First, this investigation raises red flags about the public’s right to know when doctors/psychiatrists are fired for “ethics” violations from a State University, tasked with providing mental health services for teenagers.  Furthermore, was Western Connecticut State University aware of Dr. Fox’s sexual relationships with students at the university and, if so, did the university file a report with the Department of Public Health or any state oversight agency?

Additionally, on December 17, 2012 (three days after the Sandy Hook incident) police conducted a telephone interview with Dr. Fox, who is living in New Zealand, inquiring about his “treatment ” of Adam Lanza and the whereabouts of the doctor’s mental health records.  (Investigation document 00260339 -Book 7)

Dr. Fox, advised police that he “vaguely recalls treating Adam Lanza.”  Dr. Fox further advised that the only records he had in New Zealand were billing records and explained that “all of his medical records pertaining to clients he treated in the United States are currently in storage in the United States.”

Twenty-four hours later, Dr. Fox, contacted police, explaining “any medical records pertaining to Adam Lanza have been destroyed since it has been over five years since he last treated him (per state statute he is allowed to destroy any files over 5 years old).”  Dr. Fox further explained that “Adam was about 15 years of age when he last saw him.”

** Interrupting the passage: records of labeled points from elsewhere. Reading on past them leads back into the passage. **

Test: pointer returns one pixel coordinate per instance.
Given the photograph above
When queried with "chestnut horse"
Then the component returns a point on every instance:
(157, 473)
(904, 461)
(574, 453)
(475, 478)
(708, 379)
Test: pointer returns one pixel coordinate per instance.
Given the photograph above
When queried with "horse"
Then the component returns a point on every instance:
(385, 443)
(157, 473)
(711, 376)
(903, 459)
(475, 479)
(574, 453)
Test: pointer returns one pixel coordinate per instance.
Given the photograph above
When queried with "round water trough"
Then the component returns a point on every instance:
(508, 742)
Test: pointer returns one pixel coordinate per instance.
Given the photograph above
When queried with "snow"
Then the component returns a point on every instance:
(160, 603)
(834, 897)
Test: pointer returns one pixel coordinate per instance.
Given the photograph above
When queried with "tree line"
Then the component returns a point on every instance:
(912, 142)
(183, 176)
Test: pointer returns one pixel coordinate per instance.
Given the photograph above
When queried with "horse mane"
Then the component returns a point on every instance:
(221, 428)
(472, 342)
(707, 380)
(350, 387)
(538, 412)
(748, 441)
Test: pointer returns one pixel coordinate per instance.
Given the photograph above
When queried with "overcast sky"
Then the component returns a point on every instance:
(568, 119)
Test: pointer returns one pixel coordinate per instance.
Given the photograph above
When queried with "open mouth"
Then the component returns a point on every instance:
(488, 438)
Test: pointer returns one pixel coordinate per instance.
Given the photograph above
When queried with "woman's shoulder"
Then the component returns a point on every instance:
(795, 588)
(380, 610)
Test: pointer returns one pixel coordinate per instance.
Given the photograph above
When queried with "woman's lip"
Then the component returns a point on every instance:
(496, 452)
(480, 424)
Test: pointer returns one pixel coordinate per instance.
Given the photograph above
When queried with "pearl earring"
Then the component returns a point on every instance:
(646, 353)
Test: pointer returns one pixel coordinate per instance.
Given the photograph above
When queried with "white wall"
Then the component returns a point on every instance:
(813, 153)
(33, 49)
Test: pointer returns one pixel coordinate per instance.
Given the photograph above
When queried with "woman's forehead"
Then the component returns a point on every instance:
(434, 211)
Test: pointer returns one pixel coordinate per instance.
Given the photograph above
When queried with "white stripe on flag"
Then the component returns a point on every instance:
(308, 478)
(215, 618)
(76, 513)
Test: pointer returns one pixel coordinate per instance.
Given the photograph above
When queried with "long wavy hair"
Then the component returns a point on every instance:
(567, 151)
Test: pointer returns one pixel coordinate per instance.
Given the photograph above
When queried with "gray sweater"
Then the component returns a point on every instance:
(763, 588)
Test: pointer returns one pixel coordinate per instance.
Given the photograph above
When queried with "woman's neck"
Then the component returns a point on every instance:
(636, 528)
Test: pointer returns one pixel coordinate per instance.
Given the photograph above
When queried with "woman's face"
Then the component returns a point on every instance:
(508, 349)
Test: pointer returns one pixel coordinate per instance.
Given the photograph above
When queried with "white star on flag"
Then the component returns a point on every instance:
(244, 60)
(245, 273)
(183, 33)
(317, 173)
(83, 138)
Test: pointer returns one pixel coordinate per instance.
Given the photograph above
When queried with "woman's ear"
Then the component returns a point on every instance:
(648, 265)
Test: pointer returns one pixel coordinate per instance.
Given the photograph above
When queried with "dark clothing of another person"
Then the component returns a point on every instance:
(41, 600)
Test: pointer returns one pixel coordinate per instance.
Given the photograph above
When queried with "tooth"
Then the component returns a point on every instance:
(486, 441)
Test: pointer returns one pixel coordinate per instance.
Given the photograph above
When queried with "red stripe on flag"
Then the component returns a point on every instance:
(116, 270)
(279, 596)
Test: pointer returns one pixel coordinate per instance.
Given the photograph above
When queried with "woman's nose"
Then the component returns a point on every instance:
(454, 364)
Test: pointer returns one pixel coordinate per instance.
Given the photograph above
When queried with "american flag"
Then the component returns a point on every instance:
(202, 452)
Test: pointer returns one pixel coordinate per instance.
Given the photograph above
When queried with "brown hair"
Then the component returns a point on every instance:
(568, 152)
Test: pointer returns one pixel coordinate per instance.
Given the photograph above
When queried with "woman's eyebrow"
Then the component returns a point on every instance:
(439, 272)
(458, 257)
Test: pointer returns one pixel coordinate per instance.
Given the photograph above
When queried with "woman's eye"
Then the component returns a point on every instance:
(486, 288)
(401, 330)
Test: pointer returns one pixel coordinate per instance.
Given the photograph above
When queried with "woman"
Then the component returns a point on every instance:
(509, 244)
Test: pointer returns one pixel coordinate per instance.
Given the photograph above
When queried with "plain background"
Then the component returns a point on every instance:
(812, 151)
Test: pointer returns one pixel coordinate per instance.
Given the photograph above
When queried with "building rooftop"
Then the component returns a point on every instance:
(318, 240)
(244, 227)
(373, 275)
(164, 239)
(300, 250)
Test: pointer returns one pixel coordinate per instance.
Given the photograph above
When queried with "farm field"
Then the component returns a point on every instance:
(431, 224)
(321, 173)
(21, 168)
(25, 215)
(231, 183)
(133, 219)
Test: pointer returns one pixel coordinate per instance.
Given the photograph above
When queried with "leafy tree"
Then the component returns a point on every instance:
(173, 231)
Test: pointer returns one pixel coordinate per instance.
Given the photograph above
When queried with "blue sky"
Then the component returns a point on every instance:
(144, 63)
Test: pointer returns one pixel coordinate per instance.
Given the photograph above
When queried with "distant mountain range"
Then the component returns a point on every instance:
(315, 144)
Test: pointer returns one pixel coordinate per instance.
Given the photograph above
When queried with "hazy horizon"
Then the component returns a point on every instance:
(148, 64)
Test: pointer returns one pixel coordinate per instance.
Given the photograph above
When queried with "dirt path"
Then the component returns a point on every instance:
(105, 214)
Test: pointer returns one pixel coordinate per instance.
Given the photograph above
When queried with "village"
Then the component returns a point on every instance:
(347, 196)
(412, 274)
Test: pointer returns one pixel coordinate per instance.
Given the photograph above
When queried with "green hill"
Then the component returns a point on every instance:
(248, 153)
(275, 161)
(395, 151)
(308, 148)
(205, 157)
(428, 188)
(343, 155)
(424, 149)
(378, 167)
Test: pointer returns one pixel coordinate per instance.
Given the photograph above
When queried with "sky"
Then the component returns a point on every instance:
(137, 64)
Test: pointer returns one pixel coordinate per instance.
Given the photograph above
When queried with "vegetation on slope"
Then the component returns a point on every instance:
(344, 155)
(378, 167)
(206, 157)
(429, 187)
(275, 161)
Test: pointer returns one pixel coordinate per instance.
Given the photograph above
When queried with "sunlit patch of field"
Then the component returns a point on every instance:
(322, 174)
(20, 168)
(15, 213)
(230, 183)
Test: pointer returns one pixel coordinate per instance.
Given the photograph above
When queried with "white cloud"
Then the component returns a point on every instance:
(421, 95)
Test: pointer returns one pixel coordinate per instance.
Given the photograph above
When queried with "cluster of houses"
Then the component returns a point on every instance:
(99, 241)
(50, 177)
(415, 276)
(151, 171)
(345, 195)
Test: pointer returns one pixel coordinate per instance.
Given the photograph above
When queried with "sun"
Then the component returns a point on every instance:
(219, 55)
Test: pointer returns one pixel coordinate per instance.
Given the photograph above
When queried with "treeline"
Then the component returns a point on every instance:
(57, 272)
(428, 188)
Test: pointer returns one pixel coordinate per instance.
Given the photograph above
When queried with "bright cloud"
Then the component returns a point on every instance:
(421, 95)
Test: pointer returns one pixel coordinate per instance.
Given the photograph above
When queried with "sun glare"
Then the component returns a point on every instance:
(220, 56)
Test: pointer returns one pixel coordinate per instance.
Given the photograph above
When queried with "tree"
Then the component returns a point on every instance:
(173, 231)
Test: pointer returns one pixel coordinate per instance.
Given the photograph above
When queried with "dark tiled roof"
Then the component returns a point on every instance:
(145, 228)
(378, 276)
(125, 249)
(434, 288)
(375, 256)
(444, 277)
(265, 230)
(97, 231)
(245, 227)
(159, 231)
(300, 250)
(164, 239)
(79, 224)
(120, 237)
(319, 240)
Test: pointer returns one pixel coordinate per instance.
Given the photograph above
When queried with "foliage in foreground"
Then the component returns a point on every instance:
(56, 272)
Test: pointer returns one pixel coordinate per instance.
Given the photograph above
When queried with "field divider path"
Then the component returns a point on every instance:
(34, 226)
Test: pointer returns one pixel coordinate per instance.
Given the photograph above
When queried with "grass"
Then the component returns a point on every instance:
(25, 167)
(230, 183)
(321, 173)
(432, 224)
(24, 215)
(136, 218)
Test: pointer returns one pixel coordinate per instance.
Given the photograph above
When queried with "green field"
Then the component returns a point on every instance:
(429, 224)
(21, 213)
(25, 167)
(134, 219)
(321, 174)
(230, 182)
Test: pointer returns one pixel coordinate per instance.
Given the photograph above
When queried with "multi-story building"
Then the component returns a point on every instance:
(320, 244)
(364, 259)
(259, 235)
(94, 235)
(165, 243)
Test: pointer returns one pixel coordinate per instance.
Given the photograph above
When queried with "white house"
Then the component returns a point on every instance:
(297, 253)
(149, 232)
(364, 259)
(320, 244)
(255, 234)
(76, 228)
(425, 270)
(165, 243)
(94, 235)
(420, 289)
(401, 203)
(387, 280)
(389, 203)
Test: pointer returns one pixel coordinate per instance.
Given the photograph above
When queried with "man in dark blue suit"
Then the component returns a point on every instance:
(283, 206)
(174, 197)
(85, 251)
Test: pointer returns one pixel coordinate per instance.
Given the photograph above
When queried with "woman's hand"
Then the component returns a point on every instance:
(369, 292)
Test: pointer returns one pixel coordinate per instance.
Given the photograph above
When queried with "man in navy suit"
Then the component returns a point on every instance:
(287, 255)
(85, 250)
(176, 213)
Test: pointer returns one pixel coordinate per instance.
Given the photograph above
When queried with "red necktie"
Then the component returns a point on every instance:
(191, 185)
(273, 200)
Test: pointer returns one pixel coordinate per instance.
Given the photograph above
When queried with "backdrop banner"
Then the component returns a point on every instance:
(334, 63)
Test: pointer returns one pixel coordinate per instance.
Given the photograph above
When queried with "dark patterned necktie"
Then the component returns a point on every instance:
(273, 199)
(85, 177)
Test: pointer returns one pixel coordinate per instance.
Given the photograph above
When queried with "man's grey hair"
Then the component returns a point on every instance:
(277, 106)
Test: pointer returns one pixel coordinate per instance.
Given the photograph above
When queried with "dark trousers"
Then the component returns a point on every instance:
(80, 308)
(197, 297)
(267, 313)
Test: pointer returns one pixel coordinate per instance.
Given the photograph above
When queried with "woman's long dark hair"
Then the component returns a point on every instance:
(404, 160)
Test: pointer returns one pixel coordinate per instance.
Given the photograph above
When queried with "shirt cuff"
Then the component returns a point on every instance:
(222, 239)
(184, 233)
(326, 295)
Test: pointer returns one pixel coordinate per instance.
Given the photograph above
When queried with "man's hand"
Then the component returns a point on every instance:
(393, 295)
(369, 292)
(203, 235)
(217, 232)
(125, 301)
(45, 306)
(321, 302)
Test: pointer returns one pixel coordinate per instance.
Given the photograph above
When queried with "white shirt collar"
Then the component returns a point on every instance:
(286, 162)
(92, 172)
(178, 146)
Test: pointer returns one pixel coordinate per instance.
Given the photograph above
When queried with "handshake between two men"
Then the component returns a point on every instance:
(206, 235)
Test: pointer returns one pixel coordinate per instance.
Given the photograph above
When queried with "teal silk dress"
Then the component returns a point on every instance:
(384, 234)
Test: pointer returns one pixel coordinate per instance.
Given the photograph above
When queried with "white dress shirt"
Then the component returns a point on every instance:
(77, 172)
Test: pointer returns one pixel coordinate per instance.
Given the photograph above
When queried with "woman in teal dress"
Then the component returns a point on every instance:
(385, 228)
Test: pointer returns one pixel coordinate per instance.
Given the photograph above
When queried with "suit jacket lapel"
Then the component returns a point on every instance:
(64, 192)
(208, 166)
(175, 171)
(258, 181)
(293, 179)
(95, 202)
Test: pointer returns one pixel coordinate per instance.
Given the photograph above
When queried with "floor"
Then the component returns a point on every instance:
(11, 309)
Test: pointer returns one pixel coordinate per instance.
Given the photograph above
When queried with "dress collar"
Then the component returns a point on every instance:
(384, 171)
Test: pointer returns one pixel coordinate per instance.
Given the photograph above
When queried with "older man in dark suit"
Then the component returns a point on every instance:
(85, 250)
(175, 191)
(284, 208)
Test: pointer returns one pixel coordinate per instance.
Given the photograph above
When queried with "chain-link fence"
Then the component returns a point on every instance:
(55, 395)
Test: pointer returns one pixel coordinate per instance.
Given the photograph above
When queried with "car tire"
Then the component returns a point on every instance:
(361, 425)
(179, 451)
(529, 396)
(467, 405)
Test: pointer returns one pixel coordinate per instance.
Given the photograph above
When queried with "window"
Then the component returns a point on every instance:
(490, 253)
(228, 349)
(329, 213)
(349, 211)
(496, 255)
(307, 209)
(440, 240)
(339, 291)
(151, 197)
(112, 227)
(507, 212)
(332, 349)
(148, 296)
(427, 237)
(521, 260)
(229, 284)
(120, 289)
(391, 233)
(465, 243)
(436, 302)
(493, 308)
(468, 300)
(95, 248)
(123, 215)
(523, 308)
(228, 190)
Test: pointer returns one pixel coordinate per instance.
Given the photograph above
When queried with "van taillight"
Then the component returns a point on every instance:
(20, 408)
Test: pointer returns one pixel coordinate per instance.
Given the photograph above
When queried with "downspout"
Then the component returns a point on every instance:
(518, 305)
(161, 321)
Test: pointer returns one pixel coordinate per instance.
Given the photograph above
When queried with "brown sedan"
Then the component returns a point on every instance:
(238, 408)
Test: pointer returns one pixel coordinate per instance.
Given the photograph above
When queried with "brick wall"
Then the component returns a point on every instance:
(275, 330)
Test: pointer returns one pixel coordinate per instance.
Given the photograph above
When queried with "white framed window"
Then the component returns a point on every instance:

If Dr. Fox last saw Adam Lanza in 2007, his medical record retention, according to the Regulations of Connecticut State Agencies Medical Records 19a-14-42, “unless specified otherwise herein, all parts of a medical record shall be retained for a period of seven (7) years from the last date of treatment, or, upon the death of the patient, for three (3) years.”

Dr. Fox, upon surrendering his license, agreed to adhere to the regulations regarding medical records. So, if the doctor last saw Adam Lanza in 2007, he destroyed Lanza’s mental health records two years too early.

More than that, is it not odd that Dr. Fox would initially tell police that his medical records were in storage in the U.S., then twenty-four hours later revise his statement, declaring them destroyed?  Of course, Dr. Fox’s billing records would yield a great deal of information, especially about the drugs prescribed to Lanza, but apparently the police did not follow that lead. Why?

There’s little doubt that Dr. Fox is material to the Sandy Hook investigation. Fox is reported to have been Adam Lanza’s “primary psychiatrist” and, therefore, key to understanding not only Lanza’s mental status but also his drug history. (Investigation document 00085896-Book 8 email to Dr. Fox from Nancy Lanza)

Because the State Police Report provides no mental health information about Lanza since his “treatment” by Dr. Fox in 2007, due to his obvious questionable ethical behavior, is it possible Dr. continued to treat Lanza?  Dr. Fox could answer this question by making public the billing records.  The State Police, however, did not request the records.

The larger picture, though, is the State’s rush to implement increased mental health services (Public Act 13-3) when not only was there no investigative information to support the increase, but the psychiatrist “treating” Lanza had lost his license due to ethical violations and fled the country.

If the State legislature had known about Dr. Fox’s egregious ethical violations, his obvious violation of state medical record retention regulations and his excessive prescribing of psychiatric drugs, would the vote have gone the same way?

This, of course, is the problem with political crisis management. The State legislature acted without the necessary information to make informed decisions. Given the above information, most would logically conclude that rather than implementing costly increased mental health services, what actually was needed was a top-down review of the kind of mental health services being provided.